4.3. Retaining a Relationship between Model Elements to Write Conditions Based On It

Consider you have a very complex relation "A" with many nested object templates. The relation holds for a set of model elements and you want to retain that a subset of these elements are in the binding in order to use it as a condition for another relation "B". In this case you can retain the interesting model elements in the binding by creating a fictitious "F" relation with corresponding domain and invoking it in the where-clause of Relation "A". The when-clause of Relation "B" can then have a condition based on "F". The following example illustrates this.

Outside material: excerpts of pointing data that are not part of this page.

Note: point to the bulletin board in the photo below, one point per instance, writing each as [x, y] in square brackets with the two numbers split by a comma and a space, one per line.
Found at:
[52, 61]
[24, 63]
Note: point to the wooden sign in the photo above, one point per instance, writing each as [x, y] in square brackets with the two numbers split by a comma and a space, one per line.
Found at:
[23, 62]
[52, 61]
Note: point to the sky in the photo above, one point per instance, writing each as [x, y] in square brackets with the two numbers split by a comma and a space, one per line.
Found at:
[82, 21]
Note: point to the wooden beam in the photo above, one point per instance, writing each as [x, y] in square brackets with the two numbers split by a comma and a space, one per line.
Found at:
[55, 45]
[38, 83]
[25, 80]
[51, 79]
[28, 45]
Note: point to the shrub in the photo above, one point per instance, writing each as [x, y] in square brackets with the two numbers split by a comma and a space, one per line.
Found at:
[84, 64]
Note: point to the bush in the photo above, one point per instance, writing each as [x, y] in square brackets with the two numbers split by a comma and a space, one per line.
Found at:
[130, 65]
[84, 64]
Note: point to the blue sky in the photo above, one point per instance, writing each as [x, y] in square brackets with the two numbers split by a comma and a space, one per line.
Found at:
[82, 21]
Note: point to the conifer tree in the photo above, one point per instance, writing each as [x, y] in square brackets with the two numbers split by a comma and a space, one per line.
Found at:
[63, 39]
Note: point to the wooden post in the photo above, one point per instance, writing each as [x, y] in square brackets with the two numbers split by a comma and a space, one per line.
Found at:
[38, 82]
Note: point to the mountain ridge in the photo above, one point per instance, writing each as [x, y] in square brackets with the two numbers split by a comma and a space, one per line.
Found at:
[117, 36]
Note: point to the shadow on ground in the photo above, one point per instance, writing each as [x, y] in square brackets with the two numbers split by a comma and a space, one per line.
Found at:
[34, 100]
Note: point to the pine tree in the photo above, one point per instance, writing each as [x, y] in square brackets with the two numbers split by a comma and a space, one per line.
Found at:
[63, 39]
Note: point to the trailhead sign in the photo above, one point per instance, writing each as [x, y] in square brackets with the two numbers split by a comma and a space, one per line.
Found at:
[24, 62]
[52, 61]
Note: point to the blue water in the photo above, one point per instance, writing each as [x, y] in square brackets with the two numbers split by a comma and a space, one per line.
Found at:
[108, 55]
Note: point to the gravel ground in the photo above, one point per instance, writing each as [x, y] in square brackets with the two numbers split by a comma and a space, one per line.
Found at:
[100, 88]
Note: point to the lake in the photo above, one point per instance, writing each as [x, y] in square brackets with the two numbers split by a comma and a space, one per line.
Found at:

/* transformation omitted */
top relation ComplexRelation {

    enforce domain uml c:UMLClass {
        ..
        attributes = a:UMLAttribute {
            ..
        },
        ..
    };

    enforce domain uml p:UMLPackage {
        ..
    };

    enforce domain rdbms t:Table {
        ..
    };

    when {
        ..
    }

    where {
        FicticiousRelation(a,t);
    }
}

relation FicticiousRelation {

    enforce domain uml a:UMLAttribute {};

    enforce domain rdbms t:Table {};
}

top relation AnotherRelation {
    ..

    when {
        ..
        not MyComplexCondition(a, t);
    }
}

In the above example, AnotherRelation requires that the fictitious relation should not exist between "a" and "t". Without this pattern, the when-clause of AnotherRelation would have required the complex condition in ComplexRelation which resulted in the binding containing "a" and "t".